Nach Verkündung des Sparkurses nach Saisonende meinte Favre, man werde trotzdem
auch künftig Platz 3 – 8 erreichen. Nach dem Abgang von DH war dann Favre plötzlich
in einer ausserordentlich verantwortungsvollen Position. Jetzt sollte er tatsächlich allein
der Star sein, der keine Starspieler fürchten muss und auch dem Jung-Manager Preetz
sagt, was trotz geringer Geldmittel erforderlich ist. Und genau in dieser Funktion hat er
dann mit den getätigten Transfers kläglich versagt.

Den Weggang seines Gegenparts DH hatte er wie auch der Verein , wie er in seiner
Pressekonferenz schon erwähnte, nämlich tatsächlich nicht verkraftet, insofern, als
er nicht einmal in Ansätzen in der Lage war, auf jene Dinge zu drängen, für die DH
stand.

Dieses hat Favre auch in späteren Interviews zugegeben, dass es sein größter Fehler
gewesen sei, gegenüber der Vereinsführung nicht auf mehr Geldmittel für vernünftige
Spieler zu drängen. Das war ein Fehler, den er heutzutage in Gladbach nicht mehr macht.

Der Rest bei Hertha ist schnell erklärt: Grotten-Transfers, ein total zerrüttetes Verhältnis
zur Mannschaft (vielleicht auch ein Nachhall seiner Anti-Star-Entscheidungen zum
vorherigen Saisonende) und totale Hilflosigkeit.
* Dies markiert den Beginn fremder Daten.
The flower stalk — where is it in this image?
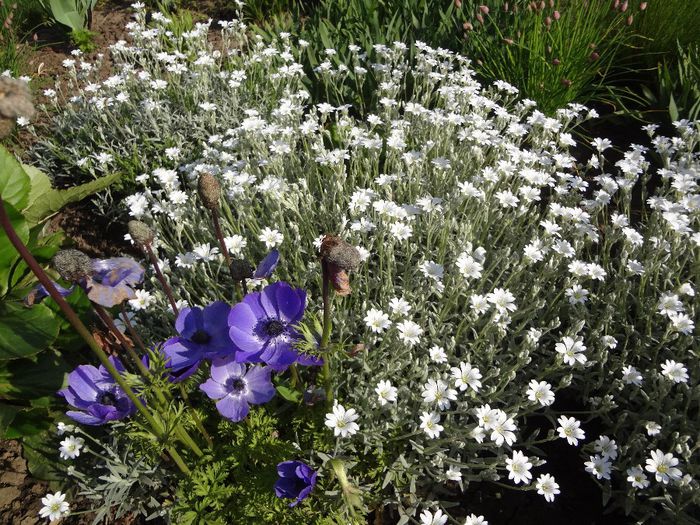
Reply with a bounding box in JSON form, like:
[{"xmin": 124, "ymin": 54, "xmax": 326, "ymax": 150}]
[{"xmin": 0, "ymin": 198, "xmax": 190, "ymax": 474}]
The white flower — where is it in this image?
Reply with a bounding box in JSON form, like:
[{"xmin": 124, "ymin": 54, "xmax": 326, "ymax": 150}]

Auch wenn der Gämperle meinte,
Hertha BSC bzw. die Spieler wissen nicht, dass sie hier mit Favre ihren besten Trainer
aller Zeiten hatten, so zerrüttet wie sein Verhältnis zur Mannschaft war, hätte er in
der Hinrunde nicht mehr Punkte als Funkel holen können.
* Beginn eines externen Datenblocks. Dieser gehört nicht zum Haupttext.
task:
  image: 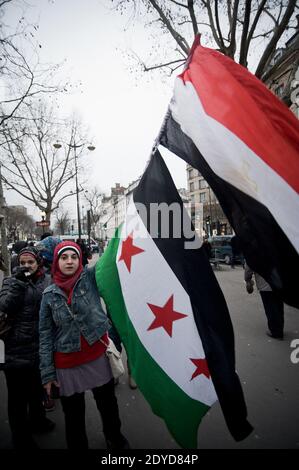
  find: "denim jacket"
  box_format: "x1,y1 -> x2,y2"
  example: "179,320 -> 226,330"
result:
39,267 -> 109,384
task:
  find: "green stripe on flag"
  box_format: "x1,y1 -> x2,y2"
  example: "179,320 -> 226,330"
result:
96,228 -> 210,449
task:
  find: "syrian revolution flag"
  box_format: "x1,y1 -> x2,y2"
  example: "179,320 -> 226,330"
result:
159,38 -> 299,308
96,151 -> 252,448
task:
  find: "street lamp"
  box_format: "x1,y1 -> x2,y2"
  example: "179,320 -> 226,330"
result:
53,142 -> 95,238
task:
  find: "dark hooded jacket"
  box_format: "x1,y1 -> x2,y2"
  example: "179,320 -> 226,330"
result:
0,248 -> 51,369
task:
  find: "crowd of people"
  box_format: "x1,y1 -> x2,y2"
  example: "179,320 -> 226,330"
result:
0,236 -> 130,450
0,233 -> 284,450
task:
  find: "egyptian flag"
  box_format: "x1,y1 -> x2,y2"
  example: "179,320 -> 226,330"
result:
96,151 -> 252,448
159,38 -> 299,308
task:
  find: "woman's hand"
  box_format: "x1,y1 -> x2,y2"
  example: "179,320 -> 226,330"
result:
43,380 -> 59,396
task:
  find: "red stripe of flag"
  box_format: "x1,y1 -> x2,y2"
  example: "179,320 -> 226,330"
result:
180,36 -> 299,192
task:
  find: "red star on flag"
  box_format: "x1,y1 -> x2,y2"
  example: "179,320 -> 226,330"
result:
147,295 -> 188,337
118,232 -> 144,272
190,359 -> 211,380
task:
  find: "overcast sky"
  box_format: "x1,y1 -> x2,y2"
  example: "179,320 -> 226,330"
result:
5,0 -> 187,218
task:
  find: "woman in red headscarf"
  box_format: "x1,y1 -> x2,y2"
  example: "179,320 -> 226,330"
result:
39,241 -> 129,450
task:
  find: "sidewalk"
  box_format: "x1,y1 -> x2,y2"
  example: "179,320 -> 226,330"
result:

Vielleicht hätte er als von aussen kommender Retter dann in der Rückrunde mit Transfer-
Nachbesserungen mehr Punkte als Funkel geholt. Dahin konnte er aber nie kommen, denn
mit solch einer Hinrunden-Punkte-Bilanz kann es nirgendwo einen einzigen Trainer geben.

Favre bei Hertha – das ist eine Tragik aufgrund äusserer Umstände, aber auch aufgrund
seiner eigenen Person.
herthamichi
 
Beiträge: 4665
Registriert: Dienstag 10. Mai 2011, 18:50

Re: Favre und Funkel

Beitragvon domstar1 » Freitag 2. September 2011, 12:35

herthamichi hat geschrieben:Über Funkel braucht man ja an sich keine Worte zu verlieren; man hat es erlebt,
wofür er steht, zu welchem Ergebnis das trotz ewiger Schönrederei führte und wie
er neuzeitlich seinem Ruf als Nicht-Abstiegsspezialist und Aufstiegs-Garant,
konterkariert. Da kann einem noch heute der Kaffee hoch kommen, bedauerlicherweise
wurde er aber verpflichtet.
...
Voronin oder auch Pantelic durften oder sollten aber nicht die Stars sein. Zum einen
waren sie für eine Weiterverpflichtung zu teuer oder zu unverschämt in ihren Ansprüchen.
Im Grunde sollte Favre der Star sein. Das ist genau jenes Image, was er sich nun in
Gladbach wieder aufbaut.

....

Vielleicht hätte er als von aussen kommender Retter dann in der Rückrunde mit Transfer-
Nachbesserungen mehr Punkte als Funkel geholt
. Dahin konnte er aber nie kommen, denn
mit solch einer Hinrunden-Punkte-Bilanz kann es nirgendwo einen einzigen Trainer geben.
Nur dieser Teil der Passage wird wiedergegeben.